What To Plant This Month
|Category||Plants To Include This Month||Resources|
|Annuals||Cleome-spidery like flower, blooms all summer|
|Coleus, green, red, pink, yellow, orange, maroon. heat tolerant, disease resistant, well-drained soil,|
|Vinca-bold color, lavender, pink, red, white. mounding and trailing, A Good Guide|
|Angelonia-good in heat, blue, pink, lavender, white, bicolor, Tall, 14″|
|Lantana-color and pollinator attractant. NB the lantana camera is an invasive species|
|SunPatiens-will requires more water, In central Fl. we could keep these for 2+ years. In S Fl late summer can be a problem,|
|Penta, star-shaped flowers, sturdy in summer, many color choices, two sizes dwarf and regular, this “annual” serves as a permanent plant, lasting for several years.|
|Portulaca- low, trailing, sun-loving, low water need|
|Salvia-12-24″, red, blue. pink. lavender, good in the center of a container, we like the blue under a peach weeping hibiscus. The rabbits ignore them although they will reach up and steal low growing hibiscus blossoms.|
|Torenia-look for new heat and humidity tolerant varieties, 6″ h and 30″ trailing, source of blue|
|Wax Begonia-suitable year-round in zone 10-11|
|Zinnia, plant spring or fall for brilliant color and lots of variety, tolerates average to slightly poor soil|
|Bulbs||Canna Lily (will thrive in the heat), Caladium, Elephant Ears|
|Herbs||Basil, Coriander, Cumin, Mint. We are refreshing these plants before the heavy rains come our way.|
|Vegetables||Beans, Southern Peas, Sweet Potato,|
What to do This Month
|What to do||Steps to Take||Resources to Use|
|Beneficial Organisms||Learn how to use beneficial organisms||beneficial organisms|
|Bulbs||Finish planting summer flowering bulbs/Divide those bulbs over 3 yrs.||Summer Bulbs|
|Perennials||divide herbaceous perennials and grasses||Perennial Division|
|Fruit||Propagate by layering and grafting||fruit Propagration|
|Palms||check for nutritional and environmental disorders||palm nutrition|
|Pests||Prepare for a season of increased bug activities, monitor and identify pests.||spring pests|
|Shrubs||Plant shrubs as you need them. prune spring-flowering shrubs after bloom period||Planting Shrubs|
|Vegetables||Check for any pests, diseases and nutritional issues on plants. Tomatoes will be an issue||Tomato Pests|
“The Earth Laughs In Flowers”– Ralph Waldo Emerson
This is all about work in the garden. What to do and how to get it done! Emerson suggests that we should consider the bigger picture and make sure we relate to and enjoy the spaces we create. Think about some ways to make it enticing and just more fun to be in.
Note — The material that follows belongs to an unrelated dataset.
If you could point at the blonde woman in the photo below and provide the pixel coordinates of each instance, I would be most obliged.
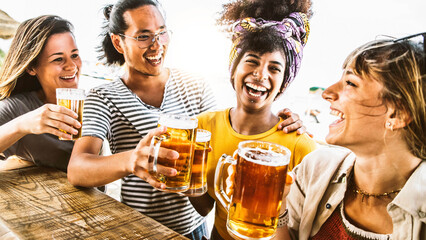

Ideas for Your Garden’s Spring Transition
- Make sure to build in a place to rest and appreciate the garden
- Enhance your space by including your vertical space, include vines and trellises
- Include the sound of moving water
- Add raised beds for convenience and comfort
- Succession plant your lettuce to always have some to enjoy and avoid lettuce feast or famine
- Include your own personal style
About That Little Trip!
If you are like us, grateful for the pleasures of the garden, you are also ready to move your feet to see new sights. We’ve got some plans. I’ll be back soon. We all are still, “always in transition” aren’t we? What plans have you got?